Average Precision (AP), more commonly, further averaged over all queries and reported as a single score — Mean Average Precision (MAP) — is a very popular performance measure in information retrieval. However, it is quite tricky to interpret and compare the scores that are seen. From my observations, most hard challenges (TRECVID Semantic Indexing / Genre Classification) have very low (0.05 to 0.3) MAP scores (max 1).
This post is my view on what the score conveys. I will also try to interpret what is a “good” MAP score, and what is “bad”. While this depends on the application, it is still good to have an idea of what to expect.
So firstly, what is MAP, or AP. Suppose we are searching for images of a flower and we provide our image retrieval system a sample picture of a rose (query), we do get back a bunch of ranked images (from most likely to least likely). Usually not all of them are correct. So we compute the precision at every correctly returned image, and then take an average. If our returned result is
1, 0, 0, 1, 1, 1
where 1 is an image of a flower, while 0 not, then the precision at every correct point is: how many correct images have been encountered up to this point (including current) divided by the total images seen up to this point.
1/1, 0, 0, 2/4, 3/5, 4/6
The AP for above example is 0.6917 (see comments).
0.461, and although of the 6 images returned 4 are correct, the AP is less than half! This is precisely what makes the score somewhat hard to understand.
A simple way to interpret is to produce a combination of zeros and ones which will give the required AP.

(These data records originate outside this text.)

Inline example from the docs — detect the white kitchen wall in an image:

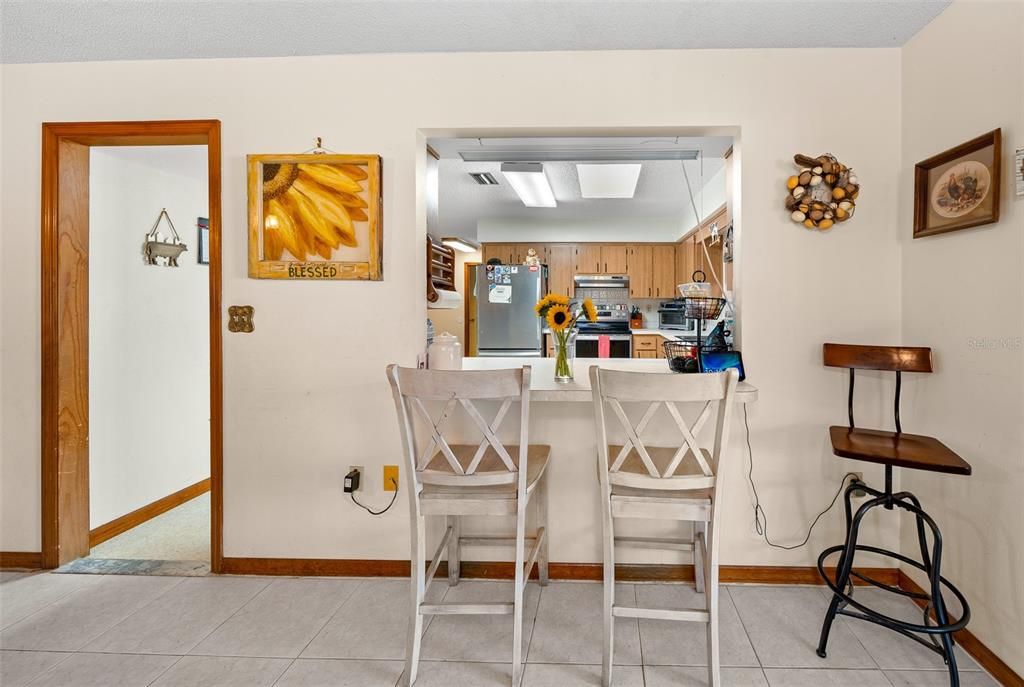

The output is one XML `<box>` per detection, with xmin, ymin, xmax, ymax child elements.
<box><xmin>901</xmin><ymin>1</ymin><xmax>1024</xmax><ymax>675</ymax></box>
<box><xmin>0</xmin><ymin>49</ymin><xmax>900</xmax><ymax>565</ymax></box>
<box><xmin>89</xmin><ymin>145</ymin><xmax>210</xmax><ymax>527</ymax></box>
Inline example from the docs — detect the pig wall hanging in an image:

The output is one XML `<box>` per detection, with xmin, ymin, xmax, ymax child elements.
<box><xmin>142</xmin><ymin>208</ymin><xmax>188</xmax><ymax>267</ymax></box>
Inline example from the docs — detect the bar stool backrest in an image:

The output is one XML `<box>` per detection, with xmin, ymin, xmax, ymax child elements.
<box><xmin>821</xmin><ymin>343</ymin><xmax>932</xmax><ymax>432</ymax></box>
<box><xmin>590</xmin><ymin>366</ymin><xmax>738</xmax><ymax>490</ymax></box>
<box><xmin>387</xmin><ymin>364</ymin><xmax>530</xmax><ymax>497</ymax></box>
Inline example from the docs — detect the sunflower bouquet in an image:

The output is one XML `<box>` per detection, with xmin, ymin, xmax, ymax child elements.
<box><xmin>534</xmin><ymin>294</ymin><xmax>597</xmax><ymax>382</ymax></box>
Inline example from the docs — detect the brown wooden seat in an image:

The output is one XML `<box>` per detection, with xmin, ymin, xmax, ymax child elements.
<box><xmin>828</xmin><ymin>425</ymin><xmax>971</xmax><ymax>475</ymax></box>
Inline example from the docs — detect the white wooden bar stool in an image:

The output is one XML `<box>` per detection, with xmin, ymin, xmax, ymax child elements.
<box><xmin>387</xmin><ymin>366</ymin><xmax>551</xmax><ymax>687</ymax></box>
<box><xmin>590</xmin><ymin>366</ymin><xmax>737</xmax><ymax>687</ymax></box>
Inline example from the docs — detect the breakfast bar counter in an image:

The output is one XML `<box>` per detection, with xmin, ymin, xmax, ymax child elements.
<box><xmin>438</xmin><ymin>357</ymin><xmax>758</xmax><ymax>564</ymax></box>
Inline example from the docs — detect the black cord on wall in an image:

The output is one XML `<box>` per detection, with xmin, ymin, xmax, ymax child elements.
<box><xmin>348</xmin><ymin>477</ymin><xmax>398</xmax><ymax>515</ymax></box>
<box><xmin>742</xmin><ymin>403</ymin><xmax>857</xmax><ymax>551</ymax></box>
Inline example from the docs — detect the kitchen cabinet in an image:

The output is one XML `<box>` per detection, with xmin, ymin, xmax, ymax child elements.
<box><xmin>626</xmin><ymin>244</ymin><xmax>654</xmax><ymax>298</ymax></box>
<box><xmin>574</xmin><ymin>244</ymin><xmax>604</xmax><ymax>274</ymax></box>
<box><xmin>650</xmin><ymin>245</ymin><xmax>677</xmax><ymax>298</ymax></box>
<box><xmin>601</xmin><ymin>244</ymin><xmax>626</xmax><ymax>274</ymax></box>
<box><xmin>542</xmin><ymin>244</ymin><xmax>575</xmax><ymax>296</ymax></box>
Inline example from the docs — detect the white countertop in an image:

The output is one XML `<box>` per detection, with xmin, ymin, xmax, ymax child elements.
<box><xmin>462</xmin><ymin>360</ymin><xmax>758</xmax><ymax>403</ymax></box>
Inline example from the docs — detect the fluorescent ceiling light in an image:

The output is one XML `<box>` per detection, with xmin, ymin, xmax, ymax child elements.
<box><xmin>502</xmin><ymin>162</ymin><xmax>558</xmax><ymax>208</ymax></box>
<box><xmin>441</xmin><ymin>237</ymin><xmax>480</xmax><ymax>253</ymax></box>
<box><xmin>577</xmin><ymin>163</ymin><xmax>640</xmax><ymax>198</ymax></box>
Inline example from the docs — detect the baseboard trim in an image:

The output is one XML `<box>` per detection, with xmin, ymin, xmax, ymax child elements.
<box><xmin>222</xmin><ymin>558</ymin><xmax>899</xmax><ymax>586</ymax></box>
<box><xmin>899</xmin><ymin>570</ymin><xmax>1024</xmax><ymax>687</ymax></box>
<box><xmin>89</xmin><ymin>477</ymin><xmax>210</xmax><ymax>548</ymax></box>
<box><xmin>0</xmin><ymin>551</ymin><xmax>43</xmax><ymax>570</ymax></box>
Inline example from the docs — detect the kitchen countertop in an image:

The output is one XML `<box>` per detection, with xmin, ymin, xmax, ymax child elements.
<box><xmin>462</xmin><ymin>360</ymin><xmax>758</xmax><ymax>403</ymax></box>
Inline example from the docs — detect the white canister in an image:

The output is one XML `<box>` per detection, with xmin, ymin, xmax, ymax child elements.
<box><xmin>427</xmin><ymin>332</ymin><xmax>462</xmax><ymax>370</ymax></box>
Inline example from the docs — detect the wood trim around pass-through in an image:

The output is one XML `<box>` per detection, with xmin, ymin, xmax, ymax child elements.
<box><xmin>40</xmin><ymin>120</ymin><xmax>223</xmax><ymax>572</ymax></box>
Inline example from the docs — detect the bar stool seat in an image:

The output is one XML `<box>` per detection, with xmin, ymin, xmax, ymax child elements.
<box><xmin>828</xmin><ymin>425</ymin><xmax>971</xmax><ymax>475</ymax></box>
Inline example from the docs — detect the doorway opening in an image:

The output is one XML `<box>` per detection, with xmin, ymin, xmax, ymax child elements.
<box><xmin>42</xmin><ymin>120</ymin><xmax>222</xmax><ymax>574</ymax></box>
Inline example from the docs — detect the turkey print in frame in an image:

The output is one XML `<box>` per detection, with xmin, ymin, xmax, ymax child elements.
<box><xmin>247</xmin><ymin>154</ymin><xmax>383</xmax><ymax>281</ymax></box>
<box><xmin>913</xmin><ymin>129</ymin><xmax>1002</xmax><ymax>239</ymax></box>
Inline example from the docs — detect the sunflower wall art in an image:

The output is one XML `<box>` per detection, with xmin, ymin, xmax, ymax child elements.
<box><xmin>248</xmin><ymin>154</ymin><xmax>383</xmax><ymax>281</ymax></box>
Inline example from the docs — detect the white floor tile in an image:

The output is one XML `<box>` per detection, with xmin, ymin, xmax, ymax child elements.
<box><xmin>835</xmin><ymin>588</ymin><xmax>981</xmax><ymax>671</ymax></box>
<box><xmin>522</xmin><ymin>663</ymin><xmax>643</xmax><ymax>687</ymax></box>
<box><xmin>274</xmin><ymin>658</ymin><xmax>403</xmax><ymax>687</ymax></box>
<box><xmin>302</xmin><ymin>579</ymin><xmax>447</xmax><ymax>660</ymax></box>
<box><xmin>189</xmin><ymin>577</ymin><xmax>359</xmax><ymax>658</ymax></box>
<box><xmin>84</xmin><ymin>577</ymin><xmax>270</xmax><ymax>655</ymax></box>
<box><xmin>146</xmin><ymin>656</ymin><xmax>292</xmax><ymax>687</ymax></box>
<box><xmin>527</xmin><ymin>583</ymin><xmax>640</xmax><ymax>665</ymax></box>
<box><xmin>637</xmin><ymin>585</ymin><xmax>758</xmax><ymax>668</ymax></box>
<box><xmin>765</xmin><ymin>668</ymin><xmax>890</xmax><ymax>687</ymax></box>
<box><xmin>24</xmin><ymin>653</ymin><xmax>178</xmax><ymax>687</ymax></box>
<box><xmin>643</xmin><ymin>665</ymin><xmax>768</xmax><ymax>687</ymax></box>
<box><xmin>0</xmin><ymin>572</ymin><xmax>102</xmax><ymax>630</ymax></box>
<box><xmin>886</xmin><ymin>671</ymin><xmax>999</xmax><ymax>687</ymax></box>
<box><xmin>422</xmin><ymin>579</ymin><xmax>541</xmax><ymax>665</ymax></box>
<box><xmin>0</xmin><ymin>574</ymin><xmax>181</xmax><ymax>651</ymax></box>
<box><xmin>0</xmin><ymin>651</ymin><xmax>71</xmax><ymax>687</ymax></box>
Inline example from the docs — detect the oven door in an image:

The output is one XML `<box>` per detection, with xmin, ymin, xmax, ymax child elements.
<box><xmin>577</xmin><ymin>334</ymin><xmax>633</xmax><ymax>357</ymax></box>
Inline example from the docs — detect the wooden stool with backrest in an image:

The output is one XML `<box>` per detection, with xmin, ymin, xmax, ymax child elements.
<box><xmin>817</xmin><ymin>343</ymin><xmax>971</xmax><ymax>687</ymax></box>
<box><xmin>590</xmin><ymin>366</ymin><xmax>738</xmax><ymax>687</ymax></box>
<box><xmin>387</xmin><ymin>364</ymin><xmax>551</xmax><ymax>687</ymax></box>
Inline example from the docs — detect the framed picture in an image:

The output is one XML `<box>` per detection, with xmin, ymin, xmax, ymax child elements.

For example, an AP of 0.5 could have results like
0, 1, 0, 1, 0, 1, ...
where every second image is correct, while an AP of 0.333 has
0, 0, 1, 0, 0, 1, 0, 0, 1, ...
where every third image is correct.
Hopefully, it is clear by now that for an AP of 0.1, every 10th image will be correct, and that is definitely a bad retrieval system. On the other hand, for an AP above 0.5, we will encounter more correct images than wrong in the top results which is definitely a good sign.
MAP is just an extension, where the mean is taken across all AP scores for many queries, and again the above interpretation should hold true. Does your system have a MAP > 0.5? 🙂
Further, I would consider an improvement in MAP score from 0.2 (every 5th) to 0.4 (every 2nd/3rd) as much more significant than an improvement from 0.7 to 0.9 when the results are already pretty good.
While, the possibility to estimate a MAP score given the (multi-class) classification accuracy still remains a mystery to me, any other interpretations are more than welcome!
UPDATE 1: Another measure, the Mean Reciprocal Rank is equivalent to MAP when the number of correct elements in the returned list is just 1. In that case, we simply use the precision at that point, or the reciprocal index of the correct location and average across all queries. Thanks to zhangmeng1010 for the tip.